Bioinformatics prediction software (TargetScan online analysis, Release 7.2) found that Mincle was the predictive target gene of miR-219c-3p (Fig. 5J). To confirm whether Mincle was inhibited as the direct target gene of miR-219c-3p, a luciferase reporter gene assay was performed. MiR-219c-3p overexpression vector transfection significantly reduced luciferase expression in Mincle-3′UTR transfected cells, but not the Mincle 3′UTR mutant nor the microRNA scrambled-sequence group (miRNA negative control, miRNA-NC) (Fig. 5K). The results confirmed the functional binding of miR-219c-3p in Mincle 3′-UTR and its regulation on Mincle translation.

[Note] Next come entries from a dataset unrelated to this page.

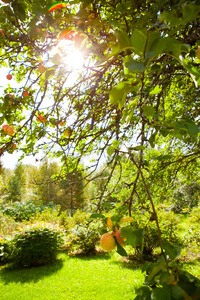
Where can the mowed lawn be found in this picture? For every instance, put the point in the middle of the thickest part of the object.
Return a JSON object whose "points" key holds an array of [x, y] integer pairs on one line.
{"points": [[100, 277]]}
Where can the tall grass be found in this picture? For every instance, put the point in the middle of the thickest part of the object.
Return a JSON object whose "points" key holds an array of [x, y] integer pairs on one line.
{"points": [[72, 278]]}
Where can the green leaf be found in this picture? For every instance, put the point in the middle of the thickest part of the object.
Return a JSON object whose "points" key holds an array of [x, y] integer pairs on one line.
{"points": [[118, 92], [162, 157], [137, 148], [134, 237], [156, 269], [116, 143], [192, 127], [143, 293], [167, 278], [120, 250], [49, 73], [152, 139], [116, 219], [110, 150], [123, 40], [177, 292], [156, 90], [135, 66], [97, 216], [171, 250], [149, 111], [138, 40], [161, 293]]}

MiR-219c-3p overexpression attenuated mincle expression and tubulointerstitial inflammation
Next, the regulatory role of miR-219c-3p in Mincle expression was investigated in acute kidney inflammation in vivo. MiR-219c-3p was overexpressed via renal parenchymal injection of lentiviral vectors, and empty lentiviral vectors were introduced as negative control (NC), mice were then subjected to UUO surgery (Fig. 6A). MiR-219c-3p overexpression in mice was confirmed as shown in Fig. 6B. Impressively, immunohistochemistry staining showed that F4/80+ macrophages infiltration was decreased in mice with miR-219c-3p overexpression with marginal statistical significance (Fig. 6C, D). Besides, Mincle expression as well as inflammatory cytokines MCP-1, TNF-α in kidney was significantly reduced in mice with miR-219c-3p overexpression, compared to the NC group (Fig. 6E–G). Thus, miR-219c-3p may negatively regulate Mincle signaling and suppress renal inflammation during the acute phase of kidney injury.
Discussion
Mincle is a C-type lectin receptor that senses cell death and induces the production of inflammatory cytokines to drive the infiltration of inflammatory cells into damaged tissue. Our previous studies demonstrated that Mincle expression is essential for maintaining proinflammatory macrophage phenotype in acute inflammation of kidney disease [17]. However, the mechanism of Mincle activation during kidney injury remains to be clarified.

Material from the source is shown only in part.